Martin Pollard

Personal information
- Full name: Martin Lee Pollard
- Born: 2 August 1977 (age 49) Shotley Bridge, County Durham, England
- Batting: Right-handed
- Bowling: Right-arm medium-fast

Domestic team information
- 2001–2006: Northumberland

Career statistics
| Competition | List A |
| Matches | 3 |
| Runs scored | 10 |
| Batting average | 10.00 |
| 100s/50s | –/– |
| Top score | 6 |
| Balls bowled | 156 |
| Wickets | 2 |
| Bowling average | 39.50 |
| 5 wickets in innings | – |
| 10 wickets in match | – |
| Best bowling | 1/18 |
| Catches/stumpings | –/– |
- Source: CricketArchive, 17 May 2011

= Martin Pollard =

English cricketer

Martin Lee Pollard (born 2 August 1977) is an English cricketer. Pollard is a right-handed batsman who bowls right-arm medium-fast. He was born in Shotley Bridge, County Durham.

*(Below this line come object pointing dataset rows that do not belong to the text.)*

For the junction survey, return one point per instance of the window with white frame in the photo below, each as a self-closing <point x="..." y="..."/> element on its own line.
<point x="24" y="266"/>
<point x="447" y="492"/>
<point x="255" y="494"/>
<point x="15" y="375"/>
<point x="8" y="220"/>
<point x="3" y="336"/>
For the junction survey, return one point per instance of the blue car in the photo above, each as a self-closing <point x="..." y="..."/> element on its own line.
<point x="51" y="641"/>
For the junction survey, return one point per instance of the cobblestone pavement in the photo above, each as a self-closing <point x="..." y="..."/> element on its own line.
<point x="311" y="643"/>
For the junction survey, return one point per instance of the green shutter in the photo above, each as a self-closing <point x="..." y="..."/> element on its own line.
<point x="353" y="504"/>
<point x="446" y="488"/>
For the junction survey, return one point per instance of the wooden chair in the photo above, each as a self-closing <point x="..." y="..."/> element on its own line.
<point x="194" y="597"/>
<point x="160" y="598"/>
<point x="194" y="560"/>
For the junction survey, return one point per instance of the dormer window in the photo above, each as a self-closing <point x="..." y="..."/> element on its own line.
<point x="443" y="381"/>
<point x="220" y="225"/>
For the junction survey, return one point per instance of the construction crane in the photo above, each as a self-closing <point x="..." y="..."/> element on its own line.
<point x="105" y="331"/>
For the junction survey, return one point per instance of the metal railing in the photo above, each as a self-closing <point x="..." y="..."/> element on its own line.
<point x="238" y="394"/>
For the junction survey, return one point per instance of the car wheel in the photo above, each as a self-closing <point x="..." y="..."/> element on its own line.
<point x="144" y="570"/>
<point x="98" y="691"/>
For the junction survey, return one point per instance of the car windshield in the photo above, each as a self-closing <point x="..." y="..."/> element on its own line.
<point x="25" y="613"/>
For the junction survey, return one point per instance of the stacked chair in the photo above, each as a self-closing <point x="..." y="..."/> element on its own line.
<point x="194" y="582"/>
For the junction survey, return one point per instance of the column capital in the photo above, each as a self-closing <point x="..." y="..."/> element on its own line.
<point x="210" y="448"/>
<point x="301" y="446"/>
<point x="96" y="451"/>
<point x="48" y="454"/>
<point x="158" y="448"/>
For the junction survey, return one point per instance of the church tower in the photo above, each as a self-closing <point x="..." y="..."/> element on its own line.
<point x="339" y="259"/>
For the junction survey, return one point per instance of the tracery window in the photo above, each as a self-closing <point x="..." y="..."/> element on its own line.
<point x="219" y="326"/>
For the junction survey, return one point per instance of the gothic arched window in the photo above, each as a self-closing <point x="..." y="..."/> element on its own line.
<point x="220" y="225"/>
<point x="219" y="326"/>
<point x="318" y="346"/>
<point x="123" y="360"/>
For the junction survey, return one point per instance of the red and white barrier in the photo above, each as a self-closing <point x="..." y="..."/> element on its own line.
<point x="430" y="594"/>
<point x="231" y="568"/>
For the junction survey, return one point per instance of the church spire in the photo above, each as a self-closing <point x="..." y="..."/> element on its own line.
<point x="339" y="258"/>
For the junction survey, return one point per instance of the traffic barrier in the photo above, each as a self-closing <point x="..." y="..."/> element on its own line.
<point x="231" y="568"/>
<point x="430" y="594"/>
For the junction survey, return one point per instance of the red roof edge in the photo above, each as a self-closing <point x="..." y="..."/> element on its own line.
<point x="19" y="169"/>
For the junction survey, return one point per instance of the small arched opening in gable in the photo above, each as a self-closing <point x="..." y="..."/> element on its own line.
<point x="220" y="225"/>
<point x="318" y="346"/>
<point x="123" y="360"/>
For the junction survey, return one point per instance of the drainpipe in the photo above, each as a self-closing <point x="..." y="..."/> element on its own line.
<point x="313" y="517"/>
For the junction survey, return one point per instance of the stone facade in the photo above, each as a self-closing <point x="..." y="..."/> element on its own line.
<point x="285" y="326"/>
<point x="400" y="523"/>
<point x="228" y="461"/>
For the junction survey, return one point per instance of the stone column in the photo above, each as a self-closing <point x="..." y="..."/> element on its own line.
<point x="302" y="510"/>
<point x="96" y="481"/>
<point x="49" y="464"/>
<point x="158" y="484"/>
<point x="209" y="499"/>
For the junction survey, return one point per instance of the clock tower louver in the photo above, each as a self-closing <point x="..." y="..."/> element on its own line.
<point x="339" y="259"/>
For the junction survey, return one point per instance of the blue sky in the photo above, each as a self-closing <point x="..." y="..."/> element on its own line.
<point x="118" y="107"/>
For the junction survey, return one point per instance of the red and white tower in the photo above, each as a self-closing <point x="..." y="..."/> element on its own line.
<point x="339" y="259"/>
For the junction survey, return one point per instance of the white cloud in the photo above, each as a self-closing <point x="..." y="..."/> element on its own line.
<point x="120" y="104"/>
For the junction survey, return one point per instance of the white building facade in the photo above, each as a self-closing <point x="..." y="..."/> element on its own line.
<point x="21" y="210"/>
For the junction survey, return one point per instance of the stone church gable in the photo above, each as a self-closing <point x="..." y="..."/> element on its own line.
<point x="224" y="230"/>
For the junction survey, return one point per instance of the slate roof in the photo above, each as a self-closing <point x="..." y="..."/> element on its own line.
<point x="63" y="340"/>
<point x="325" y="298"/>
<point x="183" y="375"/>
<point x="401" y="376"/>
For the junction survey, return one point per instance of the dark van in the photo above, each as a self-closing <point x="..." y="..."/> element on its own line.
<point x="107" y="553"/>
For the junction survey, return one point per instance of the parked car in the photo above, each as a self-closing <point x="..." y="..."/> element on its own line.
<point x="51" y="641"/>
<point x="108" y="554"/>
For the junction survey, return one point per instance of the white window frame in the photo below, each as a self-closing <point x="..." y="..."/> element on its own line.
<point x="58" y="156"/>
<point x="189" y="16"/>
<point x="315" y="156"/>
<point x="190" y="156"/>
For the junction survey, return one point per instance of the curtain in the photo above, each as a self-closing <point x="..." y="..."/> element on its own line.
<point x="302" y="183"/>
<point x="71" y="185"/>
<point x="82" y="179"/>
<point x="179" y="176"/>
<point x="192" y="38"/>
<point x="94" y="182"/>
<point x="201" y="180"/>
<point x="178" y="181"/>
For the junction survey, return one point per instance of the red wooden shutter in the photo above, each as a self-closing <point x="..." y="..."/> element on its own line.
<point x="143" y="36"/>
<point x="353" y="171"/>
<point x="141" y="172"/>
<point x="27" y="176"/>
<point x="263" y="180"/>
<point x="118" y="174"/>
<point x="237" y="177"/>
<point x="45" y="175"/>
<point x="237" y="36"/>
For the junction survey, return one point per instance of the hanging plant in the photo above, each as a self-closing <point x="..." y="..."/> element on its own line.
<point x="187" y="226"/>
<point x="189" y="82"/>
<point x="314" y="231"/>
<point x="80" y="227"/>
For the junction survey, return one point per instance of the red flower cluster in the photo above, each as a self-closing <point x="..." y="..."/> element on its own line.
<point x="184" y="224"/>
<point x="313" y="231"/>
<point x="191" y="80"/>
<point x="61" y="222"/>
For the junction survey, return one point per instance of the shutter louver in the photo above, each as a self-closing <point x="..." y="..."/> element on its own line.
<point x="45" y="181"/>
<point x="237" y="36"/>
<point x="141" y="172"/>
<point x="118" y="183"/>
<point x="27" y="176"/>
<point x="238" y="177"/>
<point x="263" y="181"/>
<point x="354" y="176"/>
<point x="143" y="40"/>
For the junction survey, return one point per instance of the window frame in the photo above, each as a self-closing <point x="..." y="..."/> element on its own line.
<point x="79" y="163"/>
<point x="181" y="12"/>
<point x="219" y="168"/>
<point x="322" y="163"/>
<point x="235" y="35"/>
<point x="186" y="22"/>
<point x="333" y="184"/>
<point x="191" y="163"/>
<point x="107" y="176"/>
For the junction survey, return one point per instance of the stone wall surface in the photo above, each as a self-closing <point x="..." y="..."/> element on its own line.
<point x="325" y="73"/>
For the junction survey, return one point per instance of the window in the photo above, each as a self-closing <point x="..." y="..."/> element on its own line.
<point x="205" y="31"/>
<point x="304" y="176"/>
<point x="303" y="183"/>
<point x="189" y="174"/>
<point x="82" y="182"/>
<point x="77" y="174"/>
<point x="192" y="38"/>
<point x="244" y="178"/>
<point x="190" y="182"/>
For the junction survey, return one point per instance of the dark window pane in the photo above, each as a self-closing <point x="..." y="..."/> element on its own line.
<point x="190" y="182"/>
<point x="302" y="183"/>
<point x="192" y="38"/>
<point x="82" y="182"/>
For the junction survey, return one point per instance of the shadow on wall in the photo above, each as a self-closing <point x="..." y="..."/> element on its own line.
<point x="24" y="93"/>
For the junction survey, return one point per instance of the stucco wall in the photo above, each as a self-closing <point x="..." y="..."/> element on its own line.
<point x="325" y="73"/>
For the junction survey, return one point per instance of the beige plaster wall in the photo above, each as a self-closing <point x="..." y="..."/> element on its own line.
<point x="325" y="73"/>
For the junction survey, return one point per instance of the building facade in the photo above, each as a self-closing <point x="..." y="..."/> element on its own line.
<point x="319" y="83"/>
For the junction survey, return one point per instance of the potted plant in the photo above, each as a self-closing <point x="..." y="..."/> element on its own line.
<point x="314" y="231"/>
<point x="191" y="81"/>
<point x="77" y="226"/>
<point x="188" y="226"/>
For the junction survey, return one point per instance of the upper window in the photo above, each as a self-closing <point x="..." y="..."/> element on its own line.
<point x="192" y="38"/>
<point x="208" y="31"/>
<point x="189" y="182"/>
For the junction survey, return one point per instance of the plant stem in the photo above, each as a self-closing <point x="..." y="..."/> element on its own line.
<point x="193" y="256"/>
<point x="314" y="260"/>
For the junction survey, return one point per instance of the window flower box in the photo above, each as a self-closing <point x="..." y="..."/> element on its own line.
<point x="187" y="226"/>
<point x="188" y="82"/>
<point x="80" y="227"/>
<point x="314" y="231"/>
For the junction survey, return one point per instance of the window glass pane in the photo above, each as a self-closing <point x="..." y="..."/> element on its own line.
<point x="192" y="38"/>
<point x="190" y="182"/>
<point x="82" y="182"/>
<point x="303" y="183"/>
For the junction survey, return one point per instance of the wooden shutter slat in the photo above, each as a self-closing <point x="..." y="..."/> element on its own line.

Pollard made his debut for Northumberland in the 2001 Minor Counties Championship against the Hertfordshire. Pollard played Minor counties cricket for Northumberland from 2001 to 2006, which included 19 Minor Counties Championship matches and 17 MCCA Knockout Trophy matches. He made his List A debut against Staffordshire in the 2nd round of the 2002 Cheltenham & Gloucester Trophy which was held in 2001. He played 2 further List A matches, against Leicestershire in the 2003 Cheltenham & Gloucester Trophy and Middlesex in the 2005 Cheltenham & Gloucester Trophy. In his 3 List A matches, he took 2 wickets at a bowling average of 39.50, with best figures of 1/18.
He currently plays for Tynemouth CC, in the North East Premier League, having done so since 2016, bowling off-spin, and has recently passed 500 NEPL wickets, despite major knee surgery for Sarcoma in 2020. Previously he played for Hetton Lyons, Blaydon, Benwell Hill (where he won the North East Premier League in 2002), Ashington, Gateshead Fell, Halesowen and Moseley Ashfield.